Oct 30 2007
Pelosi’s Mad House
Speaker Pelosi has two slots for herself in the history books. First as the first woman Speaker of the US House of Representatives, and one as the biggest failure as Speaker of the US House of Represetatives:
House Speaker Nancy Pelosi’s own party is turning on her, apparently because of a perception among California Democrats that she has not done enough to shake up the status quo in Washington, D.C., according to a Field Poll released Friday.
Congress overall is doing even worse with California voters, with an approval rating sagging to 30 percent or below for only the seventh time in the past 15 years, the poll of 1,201 registered voters found. Both Pelosi, the San Francisco Democrat who became speaker this year, and Congress as a whole have fallen short of voter expectations since taking over both houses, poll director Mark DiCamillo said.
The failures of the Dem led Congress are dragging down support for all the Democrat office holders in CA. Check out the other numbers on Boxer and Feinstein in the article – too fun. Seems they are only good at griping, not producing results.
And the in-fighting in the Democrat party is getting quite intense as the far left keeps pulling away from what is left of the moderate middle in the Democrat Party. Pelosi is overseeing a Mad House and performing worse than the GOP. I am not sure voters are going to be rewarding them for failure in 2008. The GOP just was not this bad.
Kos kids call Feinstein and extreme right winger. So just how far left is this mainstream they claim to be.
Not only is the failure of the Democratic party to hamper our effort in Iraq turning off the far left, the attempt thereof is making the larger, less strident “middle-left” increasingly embarrassed.
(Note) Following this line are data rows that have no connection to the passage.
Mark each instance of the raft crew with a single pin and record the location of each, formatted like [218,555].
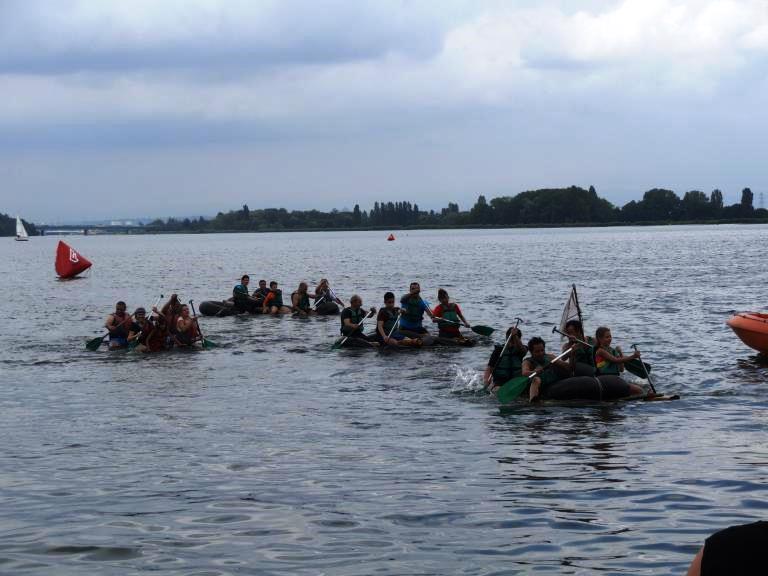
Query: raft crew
[386,325]
[259,295]
[186,328]
[241,299]
[610,360]
[538,364]
[583,357]
[449,317]
[117,326]
[506,362]
[273,303]
[413,311]
[352,320]
[300,301]
[140,329]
At work, many of us are Bush supporters, and those known Democrats we talk politics with, once triumphant, are now ashamed to call themselves Democrats. Their metamorphosis has been startling to watch, and it has to do with what AJ is pointing out in this post.
The pivotal factor for them seems to be not so much policy, but personality. The current crop of Democrats running for the presidency share one ominous trait: they all dodge questions, and seem to have no core conviction. The Republicans, meanwhile, say what they believe, and thus reveal themselves willingly. This is not going unnoticed at the water cooler.
We on this forum know that the Democratic party has become a conglomeration of juxtaposed factions; enviros vs unions, elitists vs the common man, teachers vs parents, the public vs the private sphere, and trial lawyers vs just about everybody. A Democrat running for office thus has to talk out of both sides of the mouth, and the contrast with Republicans is becoming more and more clear. Those whose votes are sought by the Democrats are finding it just as difficult to understand what their candidates really believe as we do, and it’s giving them a queasy feeling. In the end, none of them may pull the lever for a Republican, what I am describing here could dampen turnout, however. Personality could win out over policy, especially among those Democrats who have resentfully watched the netroots replace them in influence within the party.
GWOOD has it right “personality could win out over policy”— this is Bill Clinton’s formula for success and the problem with an American public caught up in the American Idol frenzy when it comes to choosing leaders. After all, what the hell can John Edwards or Barack Obama offer to anyone as leader of the free world—-they are merely pretty boys (to some) serving as foils so the Democrats think they have a choice in selecting Hillary—-sorry Donks but the vast left wing conspiracy has chosen her already. Fortunately, this woman has no personality, at least not one anyone in their right mind would want to be around. So let’s hope the voting public remains in American Idol mode.
She made promises she could not keep.